THE UNJUST
Directed by RYOO Seung-wan
By HAN Sun hee
As the ‘Action Kid’ of the new millennium, RYOO Seungwan has been representing the young generation of Korean cinema. The 6 feature films he has directed so far were either homage to the history of genre films (Arahan , Dachimawa Lee ), or tended to be the action film version of realism where low lives fight for their survival (The City of Violence, Crying Fist ). At this point passing through a decade since his debut as a film director, RYOO Seung-wan is standing on a turning point, trying to make a different approach to a world he has never touched upon until now. The film emphasizing the world where the highest elites are networked instead of the low lives and stressing the noir-drama rather than experimenting on action genre, is just what The Unjust is.

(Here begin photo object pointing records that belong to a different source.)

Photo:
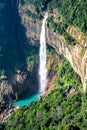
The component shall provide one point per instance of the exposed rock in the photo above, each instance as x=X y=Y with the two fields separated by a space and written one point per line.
x=73 y=53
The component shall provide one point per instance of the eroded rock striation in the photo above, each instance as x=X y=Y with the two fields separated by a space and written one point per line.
x=76 y=55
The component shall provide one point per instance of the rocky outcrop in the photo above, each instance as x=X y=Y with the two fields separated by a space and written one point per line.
x=76 y=55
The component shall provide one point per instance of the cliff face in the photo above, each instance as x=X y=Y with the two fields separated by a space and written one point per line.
x=76 y=55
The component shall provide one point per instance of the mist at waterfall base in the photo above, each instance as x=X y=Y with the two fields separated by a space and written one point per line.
x=42 y=71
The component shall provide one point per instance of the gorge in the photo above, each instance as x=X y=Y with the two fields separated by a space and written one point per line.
x=64 y=105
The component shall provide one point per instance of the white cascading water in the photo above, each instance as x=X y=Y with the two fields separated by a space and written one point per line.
x=42 y=55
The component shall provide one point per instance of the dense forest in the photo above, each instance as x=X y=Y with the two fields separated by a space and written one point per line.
x=68 y=12
x=65 y=107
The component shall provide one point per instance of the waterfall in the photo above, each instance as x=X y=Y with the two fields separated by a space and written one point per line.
x=42 y=56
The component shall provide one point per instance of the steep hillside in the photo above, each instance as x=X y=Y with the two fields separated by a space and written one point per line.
x=62 y=109
x=65 y=31
x=65 y=107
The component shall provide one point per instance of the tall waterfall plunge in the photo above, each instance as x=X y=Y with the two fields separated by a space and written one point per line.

The screenplay written by The Showdown ’s director PARK Hun-jeong expands centering on the dual between the police and the prosecution. Homicide detective CHOI Chul-gi (HWANG Jung-min, Blades of Blood ) has the highest arrest rate in his department but his name never makes it on the promotion list as he is not a police university graduate. When a prime suspect of a high profiled serial murder case dies during the arrest, high officials of the police agency order Chul-gi to pull some strings to ‘create’ a trustworthy new suspect. For his successful career, Chul-gi decides to seize the chance and makes a deal with JANG Seok-gu (YOO Hae-jin), the boss of a gang he has been investigating and fabricate the suspect. Their moves fail to flow smoothly as JU Yang (RYOO Seung-bum), a young and ambitious prosecutor finds out about the plan. JU is being sponsored by JANG’s rival gang and for his own interest he watches Chul-gi under the microscope.

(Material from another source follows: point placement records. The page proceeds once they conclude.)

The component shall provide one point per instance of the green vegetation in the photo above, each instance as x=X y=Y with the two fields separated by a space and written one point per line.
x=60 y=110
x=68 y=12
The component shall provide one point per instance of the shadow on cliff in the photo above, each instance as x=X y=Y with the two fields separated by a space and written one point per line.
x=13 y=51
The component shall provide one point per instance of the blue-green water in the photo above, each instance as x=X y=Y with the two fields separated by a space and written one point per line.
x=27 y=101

This is just the beginning of a more complicated story. With a cop trying to manipulate things to make someone a suspect of a serial murder case, The Unjust talks of various interests of different characters and their confrontations and unjust exchanges. The connection between the cop, the prosecutor and the mobs involved here cannot be summarized in a word or two. The film shows the chain effect where trivial delinquency will result in actions that are even worse through countless figures. As this personal trade of the cop and the prosecutor becomes involved with a bigger gang, the situation turns into a big inescapable swamp of entanglement.
In fact, the subject of cops or prosecutors from The Unjust is nothing foreign in Korean cinema. Even now, big and small incidents involving these two groups often make the news in Korean society. Accordingly The Unjust may seem like a Déjà vu for Korean audiences. Still the film shouldn’t be categorized as a thriller with social messages. Rather, it focuses on personal desire for survival and success, and follows how such desire came to exist in these characters, how the longings break and perish as they confront the organization. This is why RYOO Seung-wan compares the world in The Unjust to the crime novels by James ELLROY or Dennis LEHANE. Instead of presenting stylish actions, RYOO has chosen to create a concentrated drama focusing on the characters’ emotions set under the splendid yet barren backdrop of Seoul.